(1)
It is somewhat fashionable to rebel against things in this day and age. As a concept, revolution is so ubiquitous that its meaning has become muddled and shallow. All too often, it is just a counter reaction to a prior rebellion and a tool in defense of an originally established structure. In some ways, it is a form of gaslighting where others are led to believe that previous rebellions are the “establishment” to which the counter reaction then masks itself as the “rebellion”.
(2)
This swirling Rorschach test is why true rebellion requires clarity. Not only of potential futures, but also the paths that led to the present. With full awareness and perspective, its essence is solidified by risking the security that rewards appeasement and acquiescence – striking at the source of values. Rebellion begins upon realization that the trade-off is illegitimate.
(3)
It’s observations become questions inferring judgments – What philosophies and beliefs are foundations of aspiration? What underlying structures control decisions and actions? Does their intent foster actualization and the strongest balance of independence and responsibility, freedom and social good, fate and will? In what ways has the corruption of plutocracy perverted the epochal zeitgeist of democracy? What myths and pyramid schemes have tricked us into accepting violations of justice, equality, and dignity with existences of de facto suppression and servitude?
(4)
It is unsettling, possibly heretical, to dig so deeply on things cherished so blindly, but in order to progress toward futures that are radically different, it demands an equally radical focus on beginnings. Rebels thrive here. Despite campaigns to normalize their marketability, at heart they are wildly radical and quite indifferent to the outrage that generates from challenging foundations. As a result, they are rarely defenders of existing structures resting upon them.
(5)
Their intuition and instinct are uncompromisingly present and hyper alert, becoming personal mantras, fountains of declaration, clarion calls and thunderclaps of expression. The impetus of this creative impulse is indistinguishable from the intensity of their awareness:
“I know what we are.
I know when we are.
I know why power and resources are withheld.

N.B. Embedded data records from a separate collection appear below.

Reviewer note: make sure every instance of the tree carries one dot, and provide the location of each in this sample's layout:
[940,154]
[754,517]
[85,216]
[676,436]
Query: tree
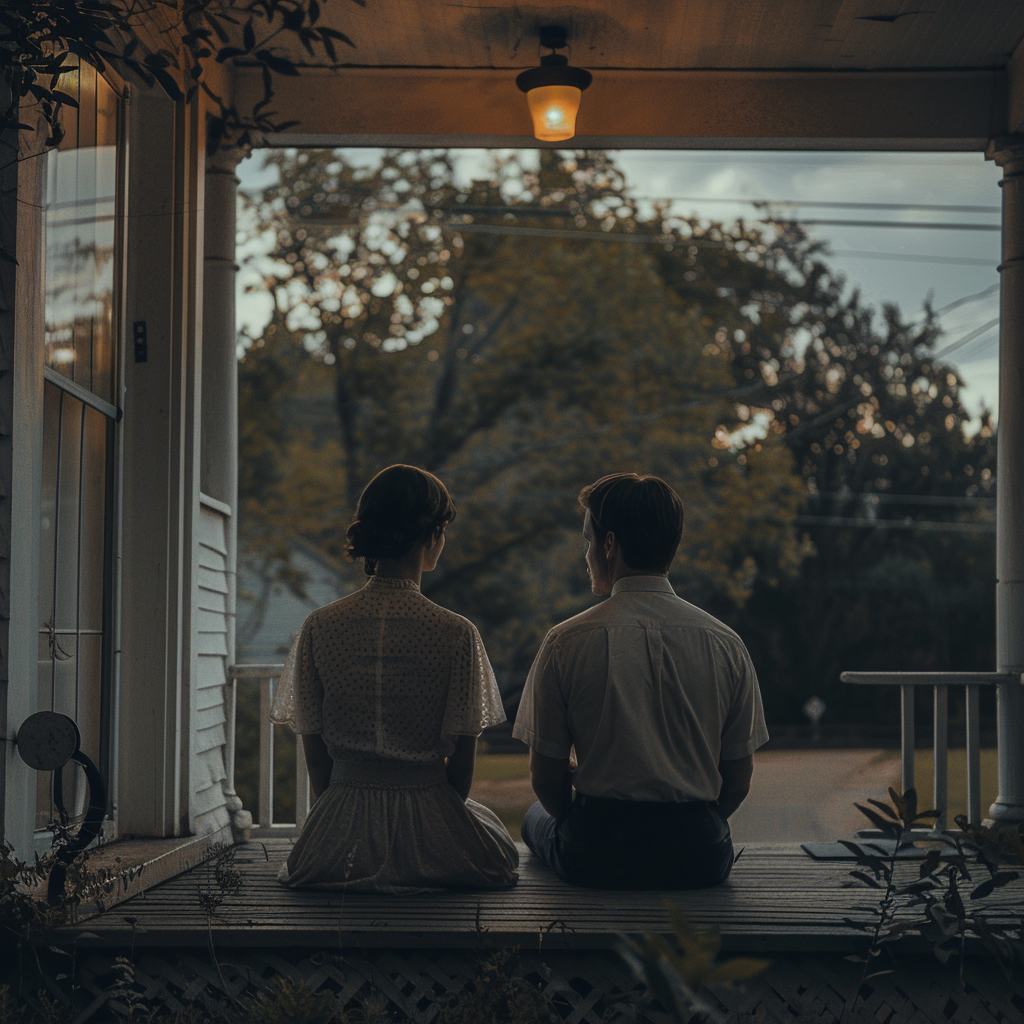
[170,45]
[875,423]
[477,331]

I know how we are enslaved.
I know freedom.
Because I know, I will never break.”
(6)
Rebels instinctually feel inevitable change existing beyond structure. They are initiators of a transpersonal process of evolution beginning with challenge, continuing with erosion of illusory systems of division until destruction and transformation into something stronger. Their great work is a role and connection to revolutions of revolution.
(7)
Their awareness invigorates and empowers a fixed, unyielding will. An iron focus that can withstand incredible amounts of pressure, coercion, manipulation and even abuse. Rebels breathe the adage, “First they ridicule you. Then they fight you. Then you win.”
(8)
Unfortunately, awareness also breeds dissonance within pervasively broken systems where comprehensive dysfunction requires more than isolated protest. Here, disillusion is an abyss revolving around sobering reckonings that core dreams and beliefs are not just dead, but were never real. They don’t exist. This crisis stirs and emboldens innate baselines of defiance both resolute and relentless.
(9)
Rebels know that while human beings are finite, concepts like ethics, justice and equality are eternal. By embracing integration with higher forms, they transcend into more symbolic embodiments of opposition where a free flow of identity and expression blends with ideation yielding proclamations both effortless and unlimited.
(10)
This personification extends beyond self because rebellion isn’t a reflection of aggrandizement. When its definition isn’t confined to temporal ambitions of greed, status and power it finds legitimacy and purpose in the same way a rebel finds dignity standing against the narcissism of amateur kings and amoral kingdoms.
(11)
Popular culture vicariously exalts this archetype, but also overlooks the fact that most rebels are fallen outcasts at a detriment to networks of dystopian influence. They are stigmatized and ostracized until it’s realized this fight is not against a person, but an ideal whose time has come. A rebel’s true power becomes Promethean when merged into the strength of a vision expanded to others, inspiring the hopes of groups into an identity of revolution.
(12)
This strength also fosters survival within the isolation, confinement and loneliness of the harshest environments. To the extent their fate becomes the martyr, vision immortalizes the rebel heart, redeeming its cold armor and hidden compassion for future cycles and generations as one of the most vivid profiles in courage imaginable.